В раю — страница 35 из 113

— Поступай теперь как хочешь, — прибавила она, — ты знаешь, что берешь.

Это признание, произнесенное самым обаятельным и патетическим тоном, совершенно меня отуманило, и я еще тверже убедился в том, что все слухи о ее лживости, хитрости и бессердечной игре с неопытными молодыми поклонниками — чистая выдумка.

— Нет, — вскричал я, прижав ее к своей груди, — ты во мне не ошиблась, ты не встретишь пустого моралиста там, где ждала найти свободную теплую душу художника. То, что лежит за тобою, не будет бросать тени на наше будущее. И если правда, что ты любишь меня, в таком случае… При этом я сказал ей один стих, который только что перед тем вычитал, сделав в нем подходящее изменение: Et mon amour t’a fait une virginite.[22] Сам-то я разве оставался святым до тех пор, пока не взял тебя за руку? А еще я мог сам распоряжаться своей судьбой и знал, что делаю. Нет, теперь:

Пред нами день, за нами ночь,

Все прежние заботы прочь.

Обещай только, что в будущем все кнели твои будут принадлежать исключительно мне одному?

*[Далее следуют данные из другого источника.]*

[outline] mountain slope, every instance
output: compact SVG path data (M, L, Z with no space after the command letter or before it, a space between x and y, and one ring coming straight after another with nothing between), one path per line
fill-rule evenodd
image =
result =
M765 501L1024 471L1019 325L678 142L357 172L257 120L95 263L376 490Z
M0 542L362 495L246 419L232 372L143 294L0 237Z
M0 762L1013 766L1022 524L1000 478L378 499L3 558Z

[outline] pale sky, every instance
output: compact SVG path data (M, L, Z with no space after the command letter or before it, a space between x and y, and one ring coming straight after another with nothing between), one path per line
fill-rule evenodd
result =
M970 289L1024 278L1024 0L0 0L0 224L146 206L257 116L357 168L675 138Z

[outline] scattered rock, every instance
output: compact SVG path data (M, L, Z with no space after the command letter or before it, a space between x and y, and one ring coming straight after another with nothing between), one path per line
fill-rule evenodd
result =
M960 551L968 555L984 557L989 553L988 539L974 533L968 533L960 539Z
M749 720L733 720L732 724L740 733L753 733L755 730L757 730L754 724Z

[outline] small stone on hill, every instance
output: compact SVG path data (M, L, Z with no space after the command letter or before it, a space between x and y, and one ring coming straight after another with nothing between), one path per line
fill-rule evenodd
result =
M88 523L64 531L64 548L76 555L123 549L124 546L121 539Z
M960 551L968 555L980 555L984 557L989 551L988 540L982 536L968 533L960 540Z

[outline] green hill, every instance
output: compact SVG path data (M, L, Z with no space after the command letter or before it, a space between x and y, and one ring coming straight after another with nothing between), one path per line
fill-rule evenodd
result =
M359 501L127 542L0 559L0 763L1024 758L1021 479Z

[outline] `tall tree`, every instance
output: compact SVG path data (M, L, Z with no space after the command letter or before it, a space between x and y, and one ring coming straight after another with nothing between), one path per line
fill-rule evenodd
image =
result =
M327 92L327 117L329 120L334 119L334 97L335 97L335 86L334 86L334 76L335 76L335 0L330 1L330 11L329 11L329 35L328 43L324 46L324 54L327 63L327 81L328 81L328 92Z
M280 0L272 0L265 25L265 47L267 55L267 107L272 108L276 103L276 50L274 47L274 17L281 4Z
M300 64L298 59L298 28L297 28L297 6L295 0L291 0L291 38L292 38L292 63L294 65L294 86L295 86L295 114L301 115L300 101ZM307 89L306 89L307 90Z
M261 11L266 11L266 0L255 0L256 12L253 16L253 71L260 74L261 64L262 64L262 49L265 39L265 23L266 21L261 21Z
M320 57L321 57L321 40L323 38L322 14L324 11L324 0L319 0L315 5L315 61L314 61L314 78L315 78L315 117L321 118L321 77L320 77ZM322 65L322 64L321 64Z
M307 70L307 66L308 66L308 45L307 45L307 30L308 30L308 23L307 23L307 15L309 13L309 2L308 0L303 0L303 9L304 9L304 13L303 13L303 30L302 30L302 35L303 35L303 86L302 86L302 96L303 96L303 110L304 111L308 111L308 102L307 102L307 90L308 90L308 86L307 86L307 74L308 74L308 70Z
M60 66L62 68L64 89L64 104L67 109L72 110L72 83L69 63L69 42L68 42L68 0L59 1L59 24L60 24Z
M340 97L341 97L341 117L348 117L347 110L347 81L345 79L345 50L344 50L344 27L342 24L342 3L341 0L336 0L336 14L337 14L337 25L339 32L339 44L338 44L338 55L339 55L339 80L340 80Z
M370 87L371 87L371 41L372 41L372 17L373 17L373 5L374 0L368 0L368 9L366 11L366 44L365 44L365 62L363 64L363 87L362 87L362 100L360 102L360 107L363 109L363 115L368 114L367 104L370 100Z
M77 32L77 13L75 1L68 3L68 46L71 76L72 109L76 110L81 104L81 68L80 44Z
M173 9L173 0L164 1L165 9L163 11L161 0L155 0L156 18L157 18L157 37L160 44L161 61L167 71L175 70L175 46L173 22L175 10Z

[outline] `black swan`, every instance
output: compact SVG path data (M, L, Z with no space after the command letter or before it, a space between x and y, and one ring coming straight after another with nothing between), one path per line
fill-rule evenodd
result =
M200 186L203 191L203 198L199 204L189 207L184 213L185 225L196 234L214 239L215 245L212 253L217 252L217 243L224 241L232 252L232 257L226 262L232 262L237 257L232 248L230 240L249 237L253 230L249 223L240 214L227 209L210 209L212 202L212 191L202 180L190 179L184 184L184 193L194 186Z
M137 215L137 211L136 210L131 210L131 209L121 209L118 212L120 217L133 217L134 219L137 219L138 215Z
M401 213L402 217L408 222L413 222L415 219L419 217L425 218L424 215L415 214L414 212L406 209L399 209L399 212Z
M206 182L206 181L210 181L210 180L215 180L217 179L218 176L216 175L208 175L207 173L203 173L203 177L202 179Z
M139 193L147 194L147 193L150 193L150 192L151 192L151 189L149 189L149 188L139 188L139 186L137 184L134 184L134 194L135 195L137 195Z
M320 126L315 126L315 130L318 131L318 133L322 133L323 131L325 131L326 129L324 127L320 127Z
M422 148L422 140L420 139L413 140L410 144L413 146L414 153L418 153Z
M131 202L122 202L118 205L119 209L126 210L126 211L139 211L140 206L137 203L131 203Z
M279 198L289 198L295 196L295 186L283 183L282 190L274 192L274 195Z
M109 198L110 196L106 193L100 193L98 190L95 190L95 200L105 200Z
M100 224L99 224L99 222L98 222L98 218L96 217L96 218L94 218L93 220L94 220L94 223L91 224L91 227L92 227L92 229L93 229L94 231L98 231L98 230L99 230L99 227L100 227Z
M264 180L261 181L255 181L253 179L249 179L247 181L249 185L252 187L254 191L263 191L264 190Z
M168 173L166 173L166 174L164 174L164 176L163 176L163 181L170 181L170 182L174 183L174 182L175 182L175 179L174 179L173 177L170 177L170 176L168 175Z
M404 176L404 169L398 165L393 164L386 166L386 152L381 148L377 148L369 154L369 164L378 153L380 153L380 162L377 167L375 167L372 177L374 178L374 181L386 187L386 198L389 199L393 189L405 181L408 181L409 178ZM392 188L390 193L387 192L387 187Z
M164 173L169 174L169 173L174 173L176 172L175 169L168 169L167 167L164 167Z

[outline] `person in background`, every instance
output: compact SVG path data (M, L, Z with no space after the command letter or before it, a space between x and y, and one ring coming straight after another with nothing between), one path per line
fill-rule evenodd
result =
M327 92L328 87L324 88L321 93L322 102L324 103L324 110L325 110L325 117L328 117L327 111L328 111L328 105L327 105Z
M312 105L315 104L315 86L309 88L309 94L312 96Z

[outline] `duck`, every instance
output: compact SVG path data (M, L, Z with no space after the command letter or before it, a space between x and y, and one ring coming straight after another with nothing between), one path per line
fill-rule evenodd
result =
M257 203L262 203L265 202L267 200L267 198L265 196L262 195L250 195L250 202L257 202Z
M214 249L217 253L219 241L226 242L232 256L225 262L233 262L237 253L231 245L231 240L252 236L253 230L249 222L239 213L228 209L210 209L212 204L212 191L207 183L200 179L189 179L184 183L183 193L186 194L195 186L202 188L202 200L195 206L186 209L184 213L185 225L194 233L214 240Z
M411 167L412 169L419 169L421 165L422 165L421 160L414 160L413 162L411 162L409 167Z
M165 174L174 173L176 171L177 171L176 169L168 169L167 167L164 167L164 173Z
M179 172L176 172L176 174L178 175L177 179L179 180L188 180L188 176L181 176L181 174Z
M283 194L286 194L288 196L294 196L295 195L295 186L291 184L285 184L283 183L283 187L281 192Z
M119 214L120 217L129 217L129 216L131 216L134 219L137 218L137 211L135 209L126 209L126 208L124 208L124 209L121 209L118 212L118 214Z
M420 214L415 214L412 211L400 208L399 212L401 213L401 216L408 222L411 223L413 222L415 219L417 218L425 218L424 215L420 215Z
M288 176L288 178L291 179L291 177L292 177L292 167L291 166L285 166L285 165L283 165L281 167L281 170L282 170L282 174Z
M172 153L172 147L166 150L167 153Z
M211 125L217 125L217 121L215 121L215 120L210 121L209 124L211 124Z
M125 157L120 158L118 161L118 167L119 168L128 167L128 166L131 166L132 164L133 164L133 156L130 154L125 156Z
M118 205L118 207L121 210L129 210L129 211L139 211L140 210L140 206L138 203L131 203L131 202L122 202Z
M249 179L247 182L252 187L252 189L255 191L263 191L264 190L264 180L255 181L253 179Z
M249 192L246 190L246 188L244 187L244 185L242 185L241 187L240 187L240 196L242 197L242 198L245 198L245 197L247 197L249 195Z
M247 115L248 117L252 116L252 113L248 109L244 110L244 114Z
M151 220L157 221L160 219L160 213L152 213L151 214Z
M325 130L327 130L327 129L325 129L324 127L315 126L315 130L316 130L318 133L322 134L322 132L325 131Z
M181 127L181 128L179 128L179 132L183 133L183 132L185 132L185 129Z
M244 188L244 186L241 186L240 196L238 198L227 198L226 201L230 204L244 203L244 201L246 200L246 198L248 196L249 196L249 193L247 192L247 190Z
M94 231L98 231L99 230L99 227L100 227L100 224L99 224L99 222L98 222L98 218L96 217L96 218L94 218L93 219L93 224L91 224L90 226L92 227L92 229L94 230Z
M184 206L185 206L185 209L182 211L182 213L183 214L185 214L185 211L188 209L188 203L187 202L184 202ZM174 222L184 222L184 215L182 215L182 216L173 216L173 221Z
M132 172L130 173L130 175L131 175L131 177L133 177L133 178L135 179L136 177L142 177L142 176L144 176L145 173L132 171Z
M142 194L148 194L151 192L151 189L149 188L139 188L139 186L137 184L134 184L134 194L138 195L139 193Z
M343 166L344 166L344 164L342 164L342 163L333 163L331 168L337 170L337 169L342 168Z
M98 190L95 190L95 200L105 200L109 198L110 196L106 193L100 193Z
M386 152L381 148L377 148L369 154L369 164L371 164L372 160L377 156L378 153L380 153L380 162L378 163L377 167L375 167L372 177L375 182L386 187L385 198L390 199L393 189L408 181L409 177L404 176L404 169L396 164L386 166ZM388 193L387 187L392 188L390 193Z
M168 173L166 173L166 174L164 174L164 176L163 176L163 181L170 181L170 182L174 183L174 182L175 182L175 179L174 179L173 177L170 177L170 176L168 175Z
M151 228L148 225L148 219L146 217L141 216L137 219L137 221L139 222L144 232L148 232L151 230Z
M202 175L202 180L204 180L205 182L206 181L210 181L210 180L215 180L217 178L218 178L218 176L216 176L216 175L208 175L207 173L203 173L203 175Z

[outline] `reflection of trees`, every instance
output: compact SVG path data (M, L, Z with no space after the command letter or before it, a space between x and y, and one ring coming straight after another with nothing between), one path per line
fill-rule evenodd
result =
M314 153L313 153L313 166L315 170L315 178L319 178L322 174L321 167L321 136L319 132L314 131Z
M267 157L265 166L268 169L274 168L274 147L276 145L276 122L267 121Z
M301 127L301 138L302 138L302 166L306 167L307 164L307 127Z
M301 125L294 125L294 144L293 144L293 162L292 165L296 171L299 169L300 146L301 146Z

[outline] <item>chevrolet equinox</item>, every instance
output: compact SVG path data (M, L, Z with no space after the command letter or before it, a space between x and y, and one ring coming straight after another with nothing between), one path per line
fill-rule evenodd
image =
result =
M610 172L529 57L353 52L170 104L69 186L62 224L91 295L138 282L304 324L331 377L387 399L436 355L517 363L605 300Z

Она сильно разрыдалась в моих объятиях и надавала мне всевозможных обещаний. Я думаю, что в ту минуту она была вполне искренна, что в ней оставалось еще зерно, не проточенное червем, и было еще, по-видимому, желание возвратиться к святости и истине. Иначе я не мог бы оставаться слепым даже и после медового месяца. Но она сама, казалось, была счастлива в это первое время, хотя мы жили уединенно, не видясь ни с кем из прежних знакомых и не заводя новых, так как я не желал иметь сношений с ненавистным мне филистерством. Тогда она с каждым днем становилась все красивее и красивее. Будучи в интересном положении, она стыдилась и краснела, как только кто на нее посмотрит, и это к ней очень шло. Иногда, заставая ее с заплаканными глазами над тетрадями прежних ее ролей, я говорил, что она, вероятно, грустит по сцене, что дома она скучает по аплодисментам, а также и о том, что не может кружить голову целому партеру.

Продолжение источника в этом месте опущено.